Его современником был Илия Монтальто, родившийся в Кастелло-Бранко в Португалии в середине XVI века. Под именем Фелипе Родригеса он изучал медицину в Саламанке и считался одним из ведущих врачей своего времени. Он написал несколько трудов, которые одно время считались классикой медицинской литературы, был врачом королевской семьи в Париже и преподавал в Пизанском университете. В конце концов он осел в Венеции, где открыто вернулся в иудаизм. Он стал не только неукоснительно соблюдать все иудейские обычаи, но и пылко отстаивал свою религию. Колеблющимся французским марранам он послал из Венеции ряд писем, в которых умолял, с помощью ясных и четких доводов, вернуться в веру своих отцов. Он вступил в победоносный диспут на латыни с монахом-доминиканцем, который специально приехал из Падуи, чтобы повидаться с ним; доминиканец вынужден был признать его проницательность. Илия Монтальто сочинил трактат на знаменитую 53-ю главу Книги Исайи, которая остается классикой иудейской полемики. Вместе с тем он не демонстрировал легковерия и в своих религиозных убеждениях. Леоне да Модена пишет: однажды, когда Монтальто болел, он приехал навестить его в обществе других ученых. Один странствующий раввин из Святой земли стал рассказывать удивительные истории об «Ари», основателе неомистической школы в Цфате. Вдруг разгневанный врач выскочил из постели в одной ночной сорочке и заявил о том, что не верит ни одному слову гостя. В 1612 году королева-мать, Мария Медичи, снова позвала его во Францию; для него она получила у папы особое разрешение. Илия Монтальто согласился только с условием, что ему не будут мешать свободно исповедовать свою веру, особенно в том, что касается субботы. В то же время он весьма остроумно доказывал, что в исключительных обстоятельствах даже в субботний день можно ездить верхом. Он взял с собой в путешествие через Альпы в качестве доверенного слуги молодого венецианского еврея Саула Леви Мортара. Всего через несколько лет, 19 февраля 1616 года, когда служил лейб-медиком при королевском дворе, он внезапно скончался в Туре. По распоряжению королевы-матери его тело забальзамировали и переправили в Амстердам для похорон на еврейском кладбище. Его спутник остался во Франции и впоследствии получил ученый титул хахама тамошней общины. Так получилось, что уроженец Венеции стал одним из самых прославленных голландских раввинов. Через несколько лет он учил Бенедикта Спинозу, а позже стал инициатором его херема.

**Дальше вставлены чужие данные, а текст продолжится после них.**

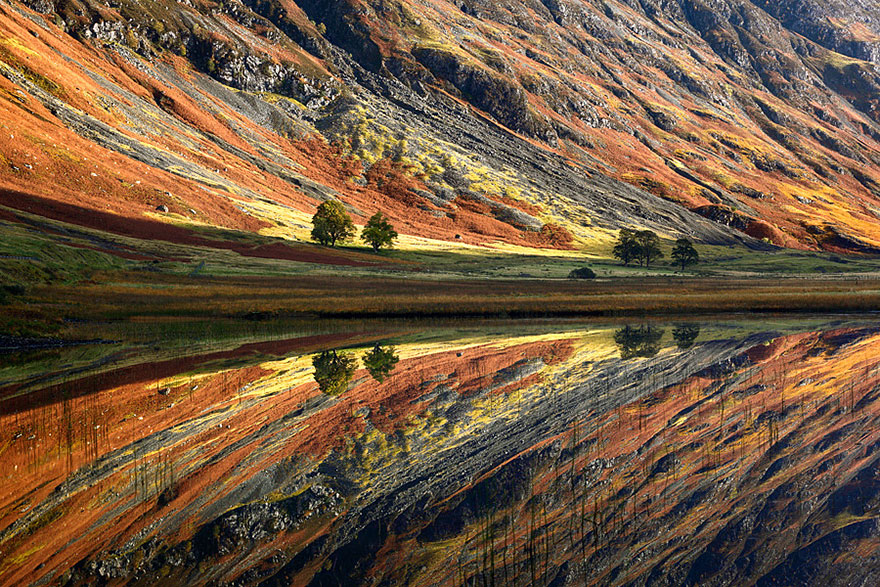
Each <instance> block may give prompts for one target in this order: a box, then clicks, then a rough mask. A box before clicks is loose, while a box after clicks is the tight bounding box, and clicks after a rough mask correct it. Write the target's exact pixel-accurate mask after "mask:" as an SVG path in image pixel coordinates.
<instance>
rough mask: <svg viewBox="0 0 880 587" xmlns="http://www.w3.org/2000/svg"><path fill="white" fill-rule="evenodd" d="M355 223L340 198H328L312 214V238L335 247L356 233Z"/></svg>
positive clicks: (322, 242) (318, 241)
mask: <svg viewBox="0 0 880 587" xmlns="http://www.w3.org/2000/svg"><path fill="white" fill-rule="evenodd" d="M354 232H355V231H354V223H353V222H352V221H351V216H349V215H348V212H346V211H345V206H343V205H342V202H340V201H339V200H327V201H326V202H322V203H321V205H320V206H318V210H317V211H316V212H315V215H314V216H312V238H313V239H314V240H316V241H318V242H319V243H321V244H322V245H330V246H331V247H335V246H336V243H337V242H342V241H344V240H345V239H347V238H349V237H350V236H352V235H353V234H354Z"/></svg>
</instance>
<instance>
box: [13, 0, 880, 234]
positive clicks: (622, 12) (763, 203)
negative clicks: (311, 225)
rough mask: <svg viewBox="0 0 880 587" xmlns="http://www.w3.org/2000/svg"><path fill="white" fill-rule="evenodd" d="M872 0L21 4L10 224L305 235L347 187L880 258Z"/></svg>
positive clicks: (514, 211) (672, 233)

Личностями, упомянутыми выше, ни в коей мере не ограничивается список интересных персон, живших в венецианском гетто одновременно с Леоне да Моденой. Последний в 1597 году произнес поминальную речь по своему другу и коллеге, Самуэлю Иуде Каценелленбогену, родом из Падуи. Его сын, Саул Валь, прославился как легендарный польский «король на одну ночь». В раввинате Леоне да Модена общался с Якобом Коэном, Абигдором Чивидале, Бенционом Царфатти, Шемайей ди Медина из Салоник, Иудой Саравалем и его дядей Иудой Салтаро да Фано – все они были известны в свое время. В молодости он, вероятно, поддерживал близкие отношения с Давидом да Поми, который прославился как врач, апологет и ученый. В старости он, возможно, познакомился с молодым Израэлем Конельяно, который потом прославился не только как врач, но и как дипломат. Наверное, в то время во всей нецерковной жизни Италии трудно было найти интеллектуальное общество такой широты и таких разнообразных интересов, каким могло похвастать венецианское гетто.